So there’s a lot of talk about the scene and what it is or means to be Hip Hop. Personally, and I’m sure many would agree, Hip Hop is a lifestyle and from that lifestyle we, (some of us) get to be able to translate that life into music. For other it’s poetry, graffiti, and even painting. I think that we get so caught up on being labeled that we forget the essence of it all is the actual lives the music comes from. And since I believe that, to know Hip Hop, there has to be some desire to learn its history and from that create its future.
So I’ve decided to at least be the educator on the inhabitants of this scene in Hawaii. Big ups to all of the local artists… support local art (…whatever it takes the form of). Peace. The first look into the Hip Hop scene HI calls home, is my homie Rhyme the Old. Of all the cats I’ve had the honor to know, this brother has the knowledge and the character to carry him.

Rhyme the Old Man…born Raymonte’ Leviticus Britt, in Brooklyn New York, waayyy back in 19?? (got to have some mystery), I was pretty much raised during the early stages of Hip Hop.
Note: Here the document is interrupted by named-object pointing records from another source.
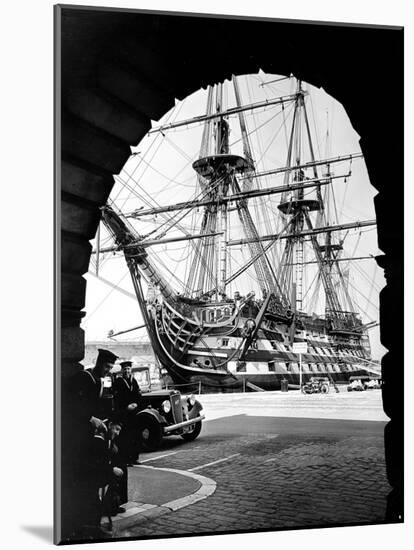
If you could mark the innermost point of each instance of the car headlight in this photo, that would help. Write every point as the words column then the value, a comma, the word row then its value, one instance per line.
column 166, row 406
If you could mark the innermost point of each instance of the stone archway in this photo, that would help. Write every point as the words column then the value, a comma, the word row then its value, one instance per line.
column 120, row 69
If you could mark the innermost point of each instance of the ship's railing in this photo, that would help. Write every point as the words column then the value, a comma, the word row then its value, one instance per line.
column 196, row 385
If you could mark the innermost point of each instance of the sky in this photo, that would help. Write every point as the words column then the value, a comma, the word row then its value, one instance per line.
column 159, row 171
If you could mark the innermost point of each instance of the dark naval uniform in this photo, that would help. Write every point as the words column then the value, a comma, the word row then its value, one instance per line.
column 126, row 392
column 83, row 403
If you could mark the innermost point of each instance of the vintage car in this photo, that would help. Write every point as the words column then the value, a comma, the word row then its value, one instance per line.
column 164, row 412
column 355, row 384
column 372, row 384
column 316, row 384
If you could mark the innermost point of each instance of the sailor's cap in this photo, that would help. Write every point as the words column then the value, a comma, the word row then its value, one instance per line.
column 106, row 355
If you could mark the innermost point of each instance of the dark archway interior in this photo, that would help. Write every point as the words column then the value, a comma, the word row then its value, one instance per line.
column 120, row 69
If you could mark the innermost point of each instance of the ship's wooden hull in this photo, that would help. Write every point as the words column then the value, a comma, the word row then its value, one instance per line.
column 209, row 358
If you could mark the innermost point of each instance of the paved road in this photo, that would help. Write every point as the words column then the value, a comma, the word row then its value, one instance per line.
column 276, row 471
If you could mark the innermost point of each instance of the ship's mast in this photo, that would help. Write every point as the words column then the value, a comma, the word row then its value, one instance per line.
column 222, row 148
column 297, row 208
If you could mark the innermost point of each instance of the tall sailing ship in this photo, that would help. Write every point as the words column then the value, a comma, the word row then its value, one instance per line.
column 253, row 274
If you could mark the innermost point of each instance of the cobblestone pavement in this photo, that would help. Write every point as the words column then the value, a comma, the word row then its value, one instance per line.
column 279, row 473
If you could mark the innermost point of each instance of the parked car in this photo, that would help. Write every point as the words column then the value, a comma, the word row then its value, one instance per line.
column 163, row 413
column 365, row 382
column 355, row 384
column 316, row 384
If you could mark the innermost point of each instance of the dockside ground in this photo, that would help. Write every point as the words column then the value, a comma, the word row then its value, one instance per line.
column 265, row 461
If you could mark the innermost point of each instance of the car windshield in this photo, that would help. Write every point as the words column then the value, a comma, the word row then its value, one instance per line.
column 143, row 379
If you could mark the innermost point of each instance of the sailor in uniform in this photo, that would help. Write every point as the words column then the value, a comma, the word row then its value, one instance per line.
column 126, row 397
column 86, row 416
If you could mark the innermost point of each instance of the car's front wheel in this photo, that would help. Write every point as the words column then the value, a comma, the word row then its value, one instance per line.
column 193, row 432
column 149, row 433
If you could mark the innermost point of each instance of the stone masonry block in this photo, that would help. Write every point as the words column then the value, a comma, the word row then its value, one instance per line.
column 72, row 291
column 80, row 181
column 78, row 219
column 112, row 117
column 72, row 343
column 91, row 145
column 134, row 91
column 75, row 254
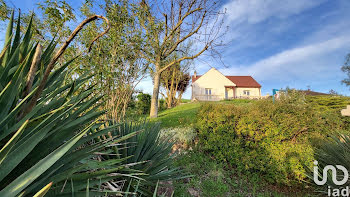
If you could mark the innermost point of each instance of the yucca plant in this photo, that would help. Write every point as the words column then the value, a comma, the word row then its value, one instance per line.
column 334, row 151
column 51, row 137
column 152, row 152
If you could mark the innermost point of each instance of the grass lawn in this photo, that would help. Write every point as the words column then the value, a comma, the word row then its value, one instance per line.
column 182, row 115
column 212, row 178
column 185, row 114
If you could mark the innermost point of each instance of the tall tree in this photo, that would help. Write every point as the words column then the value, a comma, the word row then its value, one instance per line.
column 174, row 82
column 117, row 66
column 346, row 68
column 168, row 24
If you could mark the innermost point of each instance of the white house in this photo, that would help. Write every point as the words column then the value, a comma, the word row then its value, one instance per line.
column 214, row 86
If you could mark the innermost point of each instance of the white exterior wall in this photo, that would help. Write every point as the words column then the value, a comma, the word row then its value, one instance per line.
column 254, row 92
column 214, row 80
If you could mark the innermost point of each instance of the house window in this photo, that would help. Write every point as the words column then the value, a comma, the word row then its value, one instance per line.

I cut my teeth during those days but got really focused during the “golden age” of the culture during the 90-95 time-frame, the era of boom-bap. I had an older cousin who was considered the “Q” (like the character from the movie Juice) of East New York and I was his roadie. Since 1984, every block/basement party in the projects of Brooklyn, from 585 Blake Ave to 832 Ocean Ave over in Flatbush, you would find T-Rock and his little cousin “The Great Rockwell”. He would later change my name to Rhyme, which used to be spelled “Ryme” (RaYMontE). He said that “The Great Rockwell” carried a sound of expertise to it that was most definitely beyond my level of then wackness, and that there was room for only one person with the moniker “Rock” in their stage name, besides who was I to argue, as he put it “Ryme” was already built into the name my parents gave me, and here I am today.